I simply listened, probably looking as grim as I felt.

"I knew you would be interested," she went on. "Indeed, it means almost as much to you as to me. It brings peace to _two_ families."

Still I did not relax.

"And so," she continued, a little uneasy, "I came to you immediately."

I continued to listen, as if I were waiting for her to finish and depart.

"If you want, I'll go to Anita." Natural feminine tact would have saved her from this rawness; but, convinced that she was a "great lady" by the flattery of servants and shopkeepers and sensational newspapers and social climbers, she had discarded tact as worthy only of the lowly and of the aspiring before they "arrive."

"You are too kind," said I. "Mrs. Blacklock and I feel competent to take care of our own affairs."

"Please, Mr. Blacklock," she said, realizing that she had blundered, "don't take my directness the wrong way. Life is too short for pose and pretense about the few things that really matter. Why shouldn't we be frank with each other?"

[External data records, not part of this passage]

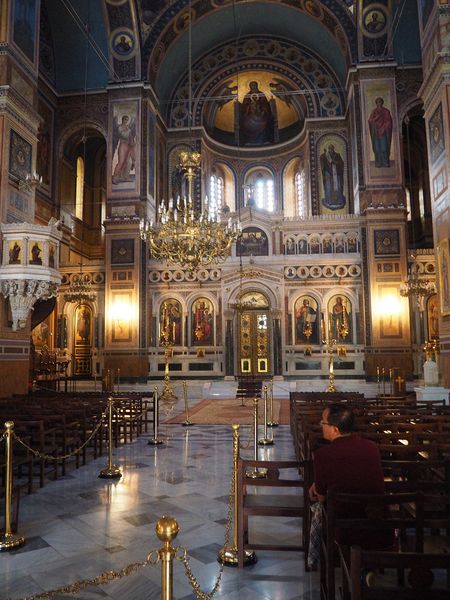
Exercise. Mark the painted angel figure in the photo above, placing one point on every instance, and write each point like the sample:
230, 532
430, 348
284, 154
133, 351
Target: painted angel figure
124, 140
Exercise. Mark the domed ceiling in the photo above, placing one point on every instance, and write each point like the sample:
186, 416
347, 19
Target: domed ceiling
156, 30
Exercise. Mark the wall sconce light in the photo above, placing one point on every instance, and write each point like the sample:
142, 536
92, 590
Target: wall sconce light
30, 182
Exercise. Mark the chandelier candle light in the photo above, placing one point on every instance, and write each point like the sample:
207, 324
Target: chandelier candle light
185, 238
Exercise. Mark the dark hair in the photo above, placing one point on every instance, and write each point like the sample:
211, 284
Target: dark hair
341, 415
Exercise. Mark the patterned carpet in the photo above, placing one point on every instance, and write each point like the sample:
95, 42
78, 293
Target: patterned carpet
226, 412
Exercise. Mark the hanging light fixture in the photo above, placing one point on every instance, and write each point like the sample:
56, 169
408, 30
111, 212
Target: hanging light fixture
80, 289
182, 235
414, 286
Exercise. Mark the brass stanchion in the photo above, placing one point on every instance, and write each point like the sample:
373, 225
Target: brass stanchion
331, 344
271, 422
155, 441
255, 473
167, 529
229, 555
265, 441
111, 471
9, 539
186, 422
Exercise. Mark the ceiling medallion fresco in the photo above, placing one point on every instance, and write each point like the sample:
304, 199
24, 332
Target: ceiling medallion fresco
254, 108
166, 28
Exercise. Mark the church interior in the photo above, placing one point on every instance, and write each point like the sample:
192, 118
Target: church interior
210, 195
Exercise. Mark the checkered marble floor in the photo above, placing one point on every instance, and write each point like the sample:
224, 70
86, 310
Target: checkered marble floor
80, 526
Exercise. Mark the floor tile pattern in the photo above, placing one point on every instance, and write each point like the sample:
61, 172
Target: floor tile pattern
80, 525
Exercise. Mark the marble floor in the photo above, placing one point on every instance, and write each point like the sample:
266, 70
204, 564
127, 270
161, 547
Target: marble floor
80, 526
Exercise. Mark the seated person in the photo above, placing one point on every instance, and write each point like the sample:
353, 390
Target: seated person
352, 465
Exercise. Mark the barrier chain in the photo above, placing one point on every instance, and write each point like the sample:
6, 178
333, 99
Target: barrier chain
164, 555
101, 579
38, 454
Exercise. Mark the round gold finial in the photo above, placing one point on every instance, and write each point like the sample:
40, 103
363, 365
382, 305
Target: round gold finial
167, 529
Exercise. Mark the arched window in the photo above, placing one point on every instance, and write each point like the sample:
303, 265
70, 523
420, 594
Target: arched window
79, 189
300, 193
216, 194
260, 187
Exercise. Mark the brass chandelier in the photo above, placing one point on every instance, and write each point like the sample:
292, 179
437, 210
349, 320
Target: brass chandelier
182, 235
415, 286
80, 290
185, 238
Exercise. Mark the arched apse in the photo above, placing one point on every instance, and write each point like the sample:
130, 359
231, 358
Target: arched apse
294, 202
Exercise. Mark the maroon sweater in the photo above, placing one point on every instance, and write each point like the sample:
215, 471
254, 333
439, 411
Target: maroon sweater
351, 464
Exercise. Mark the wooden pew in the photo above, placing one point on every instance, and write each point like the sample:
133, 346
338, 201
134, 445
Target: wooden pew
254, 500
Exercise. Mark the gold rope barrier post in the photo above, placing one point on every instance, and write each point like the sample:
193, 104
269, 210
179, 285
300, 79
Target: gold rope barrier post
265, 441
187, 422
167, 529
271, 422
111, 471
167, 341
155, 441
9, 539
255, 473
229, 555
331, 346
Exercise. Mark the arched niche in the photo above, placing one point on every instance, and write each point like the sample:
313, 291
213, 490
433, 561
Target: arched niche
82, 176
289, 185
224, 171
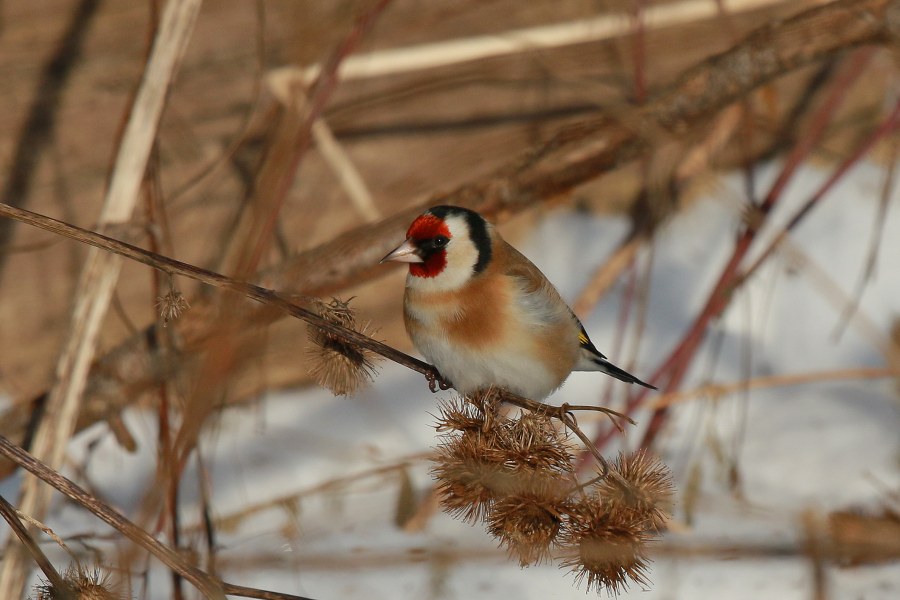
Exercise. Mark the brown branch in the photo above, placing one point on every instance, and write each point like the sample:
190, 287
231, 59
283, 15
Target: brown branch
275, 300
577, 154
59, 584
208, 585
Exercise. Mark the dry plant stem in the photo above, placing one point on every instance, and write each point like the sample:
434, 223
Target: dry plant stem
717, 390
272, 298
101, 270
734, 278
675, 367
587, 150
321, 92
52, 575
886, 128
270, 192
209, 586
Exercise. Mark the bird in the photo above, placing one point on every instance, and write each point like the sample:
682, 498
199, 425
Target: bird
484, 315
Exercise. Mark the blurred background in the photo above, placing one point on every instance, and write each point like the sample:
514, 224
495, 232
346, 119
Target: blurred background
725, 227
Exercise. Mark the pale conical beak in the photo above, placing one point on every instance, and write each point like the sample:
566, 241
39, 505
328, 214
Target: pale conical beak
405, 252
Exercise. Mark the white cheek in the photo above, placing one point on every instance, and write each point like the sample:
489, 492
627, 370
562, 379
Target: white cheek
462, 255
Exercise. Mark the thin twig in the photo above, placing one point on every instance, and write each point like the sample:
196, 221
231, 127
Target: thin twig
101, 270
272, 298
60, 586
209, 586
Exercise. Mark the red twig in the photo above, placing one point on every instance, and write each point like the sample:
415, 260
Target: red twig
675, 366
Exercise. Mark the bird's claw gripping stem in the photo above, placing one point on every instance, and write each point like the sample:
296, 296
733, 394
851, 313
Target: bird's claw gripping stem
435, 381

"I trust you will excuse me," said I, moving toward the door--I had not seated myself when she did. "I think I have made it clear that we have nothing to discuss."

"You have the reputation of being generous and too big for hatred. That is why I have come to you," said she, her expression confirming my suspicion of the real and only reason for her visit. "Mowbray and I are completely reconciled--_completely_, you understand. And I want you to be generous, and not keep on with this attack. I am involved even more than he. He has used up his fortune in defending mine. Now, you are simply trying to ruin me--not him, but _me_. The president is a friend of Mowbray's, and he'll call off this horrid investigation, and everything'll be all right, if you'll only stop."

"Who sent you here?" I asked.

"I came of my own accord," she protested. Then, realizing from the sound of her voice that she could not have convinced me with a tone so unconvincing, she hedged with: "It was my own suggestion, really it was."

"Your husband permitted _you_ to come--and to _me_?"

She flushed.

"And you have accepted his overtures when you knew he made them only because he needed your money?"

She hung her head. "I love him," she said simply. Then she looked straight at me and I liked her expression. "A woman has no false pride when love is at stake," she said. "We leave that to you men."